Barreto pode ficar sem UPA

“Na minha opinião a prefeitura tem que investir no arroz com feijão”, disse Messias Covre

Saúde Em 15/09/2017 16:13:14

Durante a reunião do Conselho Municipal de Saúde realizada na quinta-feira, 14/09, o secretário de Saúde de Arujá, Dr. Messias Covre, declarou que é contra a instalação da UPA – Unidade de Pronto Atendimento no Bairro Pq. Rodrigo Barreto. Segundo Covre, o custo de uma UPA tipo 01, que mantém dois médicos generalistas em atendimento 24h, é de um milhão e duzentos mil reais por mês e deste valor a união repassa ao município R$170 mil. “O PA – Pronto Atendimento do Barreto atende as necessidades do bairro, precisamos apenas resolver as falhas que hoje mitigam o atendimento, como a falta de ginecologista em que uma mulher para marcar uma consulta tem que aguardar agenda para janeiro”, explicou.

O debate em torno da UPA do Barreto surgiu a partir do questionamento de um dos conselheiros sobre os índices de mortalidade infantil. O idoso Joaquim José Macedo apresentou os dados divulgados recentemente pelo Seade – Fundação Sistema Estadual de Análise de Dados em que o índice de mortalidade infantil de Arujá mais que dobrou de 2015 (6,8) para 2016 (15,3). “Quero saber o que a prefeitura está fazendo para resolver este problema? Nós temos uma UPA fechada”, ressaltou Joaquim.

Notoriamente incomodado com o questionamento, o Secretário acabou por questionar a veracidade dos dados divulgados pelo Seade. “Me causa estranheza este número 6,8, pois a média de mortalidade de Arujá fica entre 10 e 12. Não sei por que estão questionando isso agora, nós já debatemos isso anteriormente”, insistiu Messias, acrescentando: “A UPA não terá resolutividade tão boa, eu defendo a devolução do recurso repassado pelo Ministério da Saúde e a criação de um ambulatório de especialidades”.

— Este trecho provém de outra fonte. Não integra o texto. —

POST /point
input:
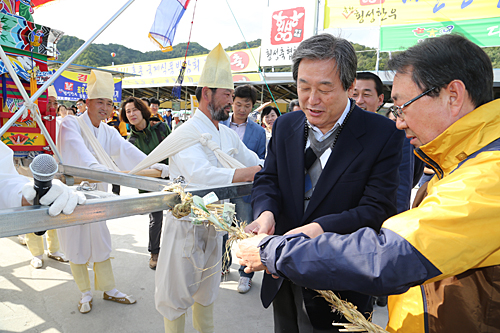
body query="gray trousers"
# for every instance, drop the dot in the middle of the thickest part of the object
(155, 223)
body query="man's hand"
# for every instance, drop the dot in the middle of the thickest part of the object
(161, 167)
(249, 255)
(245, 174)
(62, 198)
(312, 230)
(264, 224)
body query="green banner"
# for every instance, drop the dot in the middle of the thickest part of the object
(483, 32)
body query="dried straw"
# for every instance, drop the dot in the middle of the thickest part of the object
(236, 232)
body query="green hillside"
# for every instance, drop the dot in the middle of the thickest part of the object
(97, 55)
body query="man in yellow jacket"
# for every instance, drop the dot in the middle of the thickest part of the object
(443, 257)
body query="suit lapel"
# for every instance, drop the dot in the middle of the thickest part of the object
(248, 134)
(345, 151)
(294, 149)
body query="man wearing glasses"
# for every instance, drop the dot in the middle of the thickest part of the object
(443, 257)
(331, 168)
(81, 106)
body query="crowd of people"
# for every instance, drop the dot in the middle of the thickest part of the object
(332, 186)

Quando o clima ficou evidentemente inóspito entre Messias e Joaquim, e o discurso passou de um debate sobre a saúde para uma troca de desentendimentos pessoais, o Secretário chegou a afirmar que “a UPA é coisa do PT”, partido que no passado elegeu Joaquim à câmara de vereadores.

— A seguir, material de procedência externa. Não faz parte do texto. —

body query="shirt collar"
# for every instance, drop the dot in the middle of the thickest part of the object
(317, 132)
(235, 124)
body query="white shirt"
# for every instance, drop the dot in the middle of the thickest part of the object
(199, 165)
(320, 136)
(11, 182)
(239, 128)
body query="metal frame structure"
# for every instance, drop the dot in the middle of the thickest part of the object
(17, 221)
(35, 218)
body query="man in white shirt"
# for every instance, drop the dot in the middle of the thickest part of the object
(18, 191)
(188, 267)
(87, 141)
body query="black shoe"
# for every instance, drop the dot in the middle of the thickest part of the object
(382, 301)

Contudo, a construção da UPA começou em maio de 2014, durante a gestão de Abel Larini (PR) que na ocasião destacou a importância deste investimento, com capacidade para atender 300 pessoas por dia. Nesta obra, já foram investidos mais de dois milhões de reais do Ministério da Saúde e mais de R$700 mil da prefeitura.

Para Messias, a Saúde do município precisa investir na atenção básica, no que ele intitula arroz com feijão. “As crianças que morreram no ano passado, estavam em hospitais que tinham UTI neonatal e ainda assim vieram a óbito. Estudos comprovam que nem mesmo uma UTI neonatal é um investimento adequado para Arujá. Não sou a favor da UPA do Barreto, para mim investir na UPA é investir mal”, disse Dr. Messias.

O que diz Abel Larini

Notoriamente surpreso com as declarações do secretário de Saúde, Abel Larini defende a UPA do Barreto. “Respeito a opinião dele, afinal ele é o secretário, mas o Bairro Barreto possui grandes dimensões, é maior que outros municípios como: Igaratá, Nazaré Paulista ou até mesmo Guararema, a localidade já possui um PA que funciona 12 horas com recursos próprios, a UPA dobra o horário de atendimento e ainda receberá recursos da União”, explicou.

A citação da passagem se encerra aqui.